We shouldn’t be so squeamish about eating foie gras

Norman Kolpas argues that overfeeding geese mimics what pre-migratory birds do naturally, and our disapproval betrays an ignorance of bird physiology

The gavage, as traditionally practised in Grolégac, the Dordogne. Credit: Getty Images 
issue 15 May 2021

In his excellent, brief chronicle of foie gras, Norman Kolpas lists Kate Winslet, Ralph Fiennes, Thandie Newton, Ricky Gervais and the late Sir Roger Moore as among those who don’t want you to eat it, as well as Fortnum & Mason and the state legislature of California, which declared its production and sale illegal in 2019. Why do they care about something so petty as the making and consumption of this buttery, savoury age-old delicacy? There is, of course, a hint of class warfare about advocating its prohibition, along with caviar and other treats of the well-off and indulgent. But the main opposition claim is that the production of the hyper-fatty livers of ducks and geese is physically cruel and therefore immoral.

The factual argument is just plain wrong, and so is the ethical judgment that depends on it.

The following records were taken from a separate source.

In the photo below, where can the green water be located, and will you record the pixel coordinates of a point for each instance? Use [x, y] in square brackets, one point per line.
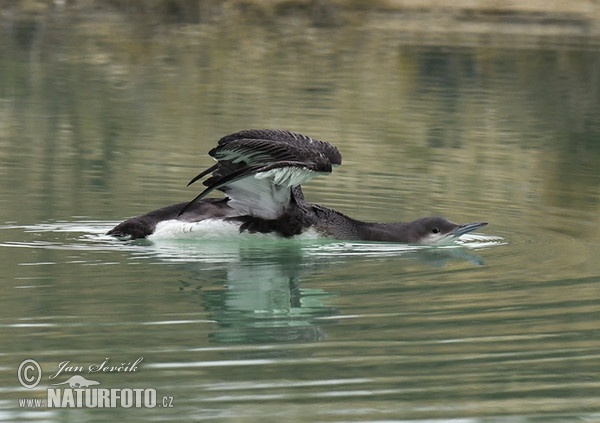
[102, 119]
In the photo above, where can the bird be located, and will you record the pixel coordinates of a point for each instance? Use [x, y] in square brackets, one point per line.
[261, 172]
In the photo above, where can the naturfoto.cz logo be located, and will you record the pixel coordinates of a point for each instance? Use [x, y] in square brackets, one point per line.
[80, 392]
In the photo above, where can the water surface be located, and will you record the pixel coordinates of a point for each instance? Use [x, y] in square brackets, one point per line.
[101, 121]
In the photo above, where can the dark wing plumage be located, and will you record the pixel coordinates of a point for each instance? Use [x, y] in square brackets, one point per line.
[257, 168]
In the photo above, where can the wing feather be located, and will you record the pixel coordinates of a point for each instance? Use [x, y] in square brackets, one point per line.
[261, 169]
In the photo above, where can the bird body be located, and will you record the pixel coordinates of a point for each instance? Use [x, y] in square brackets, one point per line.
[261, 173]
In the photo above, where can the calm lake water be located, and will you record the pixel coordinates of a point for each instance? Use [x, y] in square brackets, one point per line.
[101, 120]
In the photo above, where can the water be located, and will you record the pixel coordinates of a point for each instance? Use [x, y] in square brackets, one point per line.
[101, 121]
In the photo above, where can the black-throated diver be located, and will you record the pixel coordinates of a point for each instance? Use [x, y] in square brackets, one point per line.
[260, 171]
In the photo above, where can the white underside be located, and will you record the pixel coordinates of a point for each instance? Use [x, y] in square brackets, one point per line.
[213, 229]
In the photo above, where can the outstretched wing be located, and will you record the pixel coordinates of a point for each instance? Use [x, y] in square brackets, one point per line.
[258, 168]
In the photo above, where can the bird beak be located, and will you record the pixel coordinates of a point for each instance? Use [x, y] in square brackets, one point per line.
[468, 227]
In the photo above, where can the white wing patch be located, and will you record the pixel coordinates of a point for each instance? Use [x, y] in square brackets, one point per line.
[267, 194]
[287, 176]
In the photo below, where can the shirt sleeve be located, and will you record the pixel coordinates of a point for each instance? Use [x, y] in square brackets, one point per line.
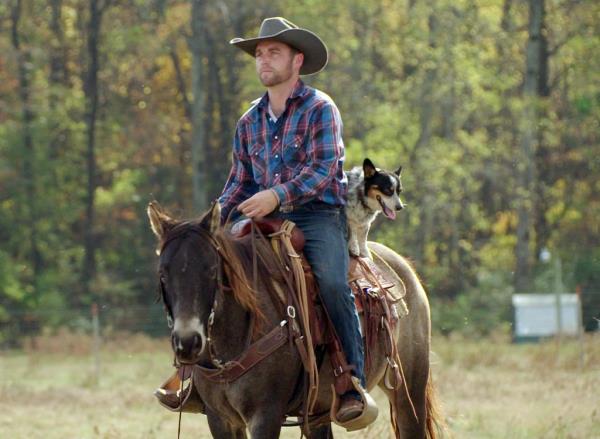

I have witnessed the ‘force-feeding’ of ducks, and it is not a case of animal abuse. What actually happens is that the nicely behaved ducks (imprinted à la Konrad Lorenz) form an orderly queue to take their turn swallowing a flexible tube that in seconds whooshes pellets of maize or mash of cereal down their gullets. They appear to relish this, and are, in my experience, fussed about and petted affectionately by the farming women of the south-west of France who perform what is called the gavage.

I have witnessed the ‘force-feeding’ of ducks and it is not a case of animal abuse. In fact they seem to relish it

The problem, says Norman Kolpas, is that our celebrities and anti-foie gras activists ‘immediately and understandably tend to anthropomorphise the birds, imagining how it might feel for a human to have a feeding tube jammed down the throat’. This image of oral rape comes from an ignorance of bird physiology. The human oesophagus is a more rigid structure of muscle, cartilage and bone, and inserting a tube down it means getting past the epiglottis, which triggers the human gag reflex.